### Markov Chain to predict the stock market, based on the post from Pranab Gosh "Customer Conersion Prediction with Markov Chain Classifier" (https://pkghosh.wordpress.com/2015/07/06/customer-conversion-prediction-with-markov-chain-classifier/) 
### -->  binary classification with two transition matrices (first ordered matrix), positive and negative

### 1) First-Order Transition Matrix

In [None]:
# insert image using python package
from IPython.display import Image
Image(filename="./first-order-matrix.png", width=400)

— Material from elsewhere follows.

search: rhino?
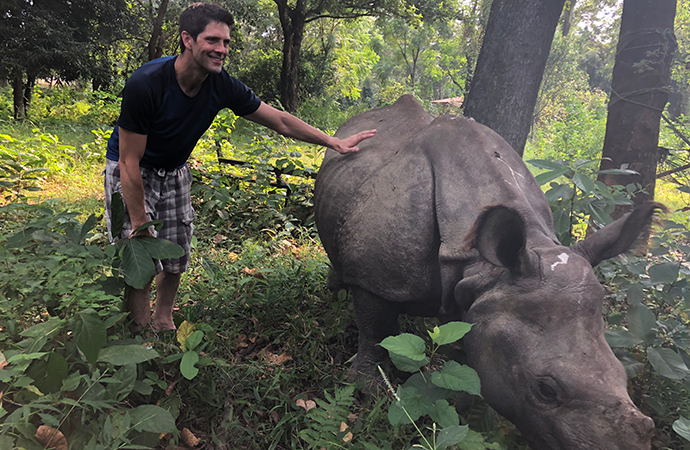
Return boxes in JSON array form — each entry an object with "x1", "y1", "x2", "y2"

### 2) Gataloging Patterns Using Market Data
#### &#x23f5; 10 years of S&P 500 index data represents only one sequence of many events leading to the last quoted price. Breaking data into may samples of sequences leading to different price patterns for model to learn richer and diverse patterns, I use the moving average to understand this

### 3) example
#### &#x23f5; 2012-10-18 to 2012-11-21 
1417.26 -> 1428.39 -> 1394.53 -> 1377.51 -> Next Day Volume Up
#### &#x23f5; 2016-08-12 to 2016-08-22
2184.05 -> 2190.15 -> 2178.15 -> 2182.22 -> 2187.02 -> Next Day Volume Up 
#### &#x23f5; 2014-04-04 to 2014-04-10
1865.09 -> 1854.04 -> Next Day Volume Down

### 4) if any similar price up and down has found compared to historical data in the current dataset, I consider that's a pattern
### 5) Binning Values into n(3) Buckets
In Pranab Ghosh's approach is to simplify each even within a sequence into a single feature. He split the value into 3 groups - Low, Medium, High. The precent difference between one day's price and the previous day's. Once we have collected all of them, binning them into three groups of equal frequency(number of appearance?) using InfoTheo package.
### 6) example
#### &#x23f5; closes, opens, highs, lows, we'll end up with a feature containing four letters: "MLHL" for example
#### &#x23f5; String all the feature events for the sequence and end up with something like this along with the observed outcome: "HMLL" -> "MHHL" -> "LLLH" -> "HMMM" -> Volume Up
### 7) Creating Two Markov Chains, One for Days with Volume Jumps, and another for Volume Drops

In [None]:
import matplotlib
import matplotlib.pyplot as plt
%matplotlib inline

import io, base64, os, json, re
import pandas as pd
import numpy as np
from pandas_datareader.data import DataReader
import datetime
from random import randint

### &#x23fa; Loading Data

In [None]:
# data extraction
start_date = "2012-12-01"
end_date = "2022-12-01"
symbol = "SPY"
data = DataReader(name=symbol, data_source="yahoo", start=start_date, end=end_date)
data = data[["Open", "High", "Low", "Adj Close", "Volume"]]

In [None]:
data.head()

In [None]:
# add return and range 
df = data.copy()
df["Returns"] = (df["Adj Close"] / df["Adj Close"].shift(1)) - 1 # because latter - previous will cause the last row has no one to divide with, so exclude that row
df["Range"] = (df["High"] / df["Low"]) - 1
df.dropna(inplace=True)
df.head()

In [None]:
# show all the columns, since Date is not listed as a column, so it should have been recongized as index, we need make it one of the attributes
df.columns

In [None]:
df.index

In [None]:
# reset index 
df.reset_index(inplace=True)

In [None]:
# convert Date columns into datetime type 
df["Date"]  = pd.to_datetime(df["Date"])

In [None]:
df.head()

In [None]:
# take random sets of sequential rows from the stock price with certain pattern
new_set = []
for row_set in range(0, 100000):
    if row_set%2000==0: print(row_set)
    row_quant = randint(10, 30)
    row_start = randint(0, len(df)-row_quant)
    market_subset = df.iloc[row_start:row_start+row_quant]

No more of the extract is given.